SAMSON’S DEATH: REPENTANCE, GRACE AND AN IMPERFECT VICTORY (JUDGES 16: 23-31)
The lords of the Philistines gather to celebrate the victory of their god, Dagon, over Yahweh and his champion, Samson (Judges 16:23). It is at this joyous occasion that they called for Samson to be brought out for their entertainment (Judges 16:24-25).
Samson leans again the pillars of the house (Judges 16:27) and proceeds to pray. This prayer in Judges 16 is vastly different from the one he utters in Judges 15. In Judges 15:18, he did not refer to God and even demanded that God provide water to quench his thirst. However here, Samson address the “Lord God” and sought His help just this one last time. This is a completely humble prayer of a man that sees his dependence on God.
Samson prays that God grant him strength and leans with his weight on the pillars, causing the house to fall upon all who were there (Judges 16:28-30). Samson dies with the Philistines, and kills more in his death than in his life (Judges 16:30).

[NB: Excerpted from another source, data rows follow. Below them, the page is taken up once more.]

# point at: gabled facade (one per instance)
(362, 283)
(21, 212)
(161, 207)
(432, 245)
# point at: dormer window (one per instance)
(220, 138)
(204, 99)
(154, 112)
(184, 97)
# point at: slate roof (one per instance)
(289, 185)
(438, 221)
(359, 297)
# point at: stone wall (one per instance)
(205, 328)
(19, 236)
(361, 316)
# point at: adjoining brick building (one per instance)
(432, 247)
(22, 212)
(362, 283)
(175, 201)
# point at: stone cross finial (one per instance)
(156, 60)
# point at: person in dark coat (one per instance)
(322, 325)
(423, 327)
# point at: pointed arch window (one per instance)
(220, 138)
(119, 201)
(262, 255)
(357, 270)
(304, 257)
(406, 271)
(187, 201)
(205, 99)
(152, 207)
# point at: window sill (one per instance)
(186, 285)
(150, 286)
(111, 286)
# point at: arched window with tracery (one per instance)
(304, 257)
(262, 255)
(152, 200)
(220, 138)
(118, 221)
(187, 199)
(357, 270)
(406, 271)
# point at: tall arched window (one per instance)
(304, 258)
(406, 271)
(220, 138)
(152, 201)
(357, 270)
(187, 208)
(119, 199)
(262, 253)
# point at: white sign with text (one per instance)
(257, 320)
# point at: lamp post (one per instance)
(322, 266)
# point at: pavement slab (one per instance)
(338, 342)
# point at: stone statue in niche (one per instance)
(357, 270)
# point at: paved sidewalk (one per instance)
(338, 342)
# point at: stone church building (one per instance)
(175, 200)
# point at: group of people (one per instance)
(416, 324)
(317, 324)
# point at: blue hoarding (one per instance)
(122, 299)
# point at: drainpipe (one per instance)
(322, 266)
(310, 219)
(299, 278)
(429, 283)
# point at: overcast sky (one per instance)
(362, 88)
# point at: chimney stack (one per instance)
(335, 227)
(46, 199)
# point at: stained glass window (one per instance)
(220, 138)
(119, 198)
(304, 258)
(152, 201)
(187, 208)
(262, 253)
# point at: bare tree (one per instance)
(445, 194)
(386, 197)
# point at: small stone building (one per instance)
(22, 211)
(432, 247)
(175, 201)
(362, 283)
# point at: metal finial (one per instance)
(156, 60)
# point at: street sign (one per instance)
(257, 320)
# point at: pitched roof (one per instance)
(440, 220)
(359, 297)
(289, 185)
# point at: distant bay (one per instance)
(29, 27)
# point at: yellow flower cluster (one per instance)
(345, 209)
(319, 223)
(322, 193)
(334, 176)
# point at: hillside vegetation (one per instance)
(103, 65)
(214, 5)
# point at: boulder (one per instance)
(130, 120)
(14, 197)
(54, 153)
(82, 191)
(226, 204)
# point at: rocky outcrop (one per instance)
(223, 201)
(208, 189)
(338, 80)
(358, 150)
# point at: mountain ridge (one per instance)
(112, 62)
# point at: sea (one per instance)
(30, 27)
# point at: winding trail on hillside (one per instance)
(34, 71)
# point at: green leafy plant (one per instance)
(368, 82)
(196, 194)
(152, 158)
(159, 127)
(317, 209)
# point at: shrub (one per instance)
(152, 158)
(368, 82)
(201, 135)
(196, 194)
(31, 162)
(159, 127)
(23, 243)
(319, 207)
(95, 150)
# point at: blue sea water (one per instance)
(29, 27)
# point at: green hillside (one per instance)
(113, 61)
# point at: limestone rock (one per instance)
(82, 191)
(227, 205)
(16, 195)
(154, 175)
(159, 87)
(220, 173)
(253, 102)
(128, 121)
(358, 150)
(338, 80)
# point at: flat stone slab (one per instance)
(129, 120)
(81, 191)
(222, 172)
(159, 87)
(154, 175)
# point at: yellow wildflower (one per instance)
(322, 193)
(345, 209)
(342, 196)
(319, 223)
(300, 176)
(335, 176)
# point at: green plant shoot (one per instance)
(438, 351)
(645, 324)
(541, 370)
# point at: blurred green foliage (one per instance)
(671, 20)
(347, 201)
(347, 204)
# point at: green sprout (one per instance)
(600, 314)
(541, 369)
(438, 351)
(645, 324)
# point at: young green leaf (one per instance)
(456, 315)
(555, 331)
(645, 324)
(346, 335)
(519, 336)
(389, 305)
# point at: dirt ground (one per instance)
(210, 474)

What did God achieve in Samson’s life and death for Israel? Through this, it was seen that the God of Israel is greater and more powerful than Dagon. This also dealt a blow to the Philistines, for this is the last time that the Philistines are mentioned in the book of Judges. They are not a threat to Israel until 1 Samuel. The deliverance promised to Israel and told to Manoah and his wife came true.
But the book of Judges does not end here. Judges 17-19 show how there are still problems in Israel. While an external threat had been dealt with in the death of Samson, readers of the Bible are meant to see how there is a deeper internal problem plaguing Israel that their judges and saviors are unable to address. The Bible never claims that our problems are outside of us, but continues to show us how God’s people ultimately need to be saved from themselves, namely, their own hearts.
Samson was not the true saviour that Israel needed. Years later, another baby came as promised to his parents. He grew up obeying God and he lived in the public eye, ministering and teaching wherever he went. Like Samson, his conflict with the leaders escalated, and one day, he is betrayed by someone he loves. He is seized, humiliated, and ridiculed and pays with his life. He also achieves more in his death than in his life because this Savior dealt with our greatest problem — sin. Samson’s story is not meant to be an example of how to live a good, moral life. In fact, it even cautions us about building our lives on our achievements and being blinded by our pride. Rather,
Samson points us to a better Savior who came to deliver not only Israel, but all mankind. What is God saying to you today?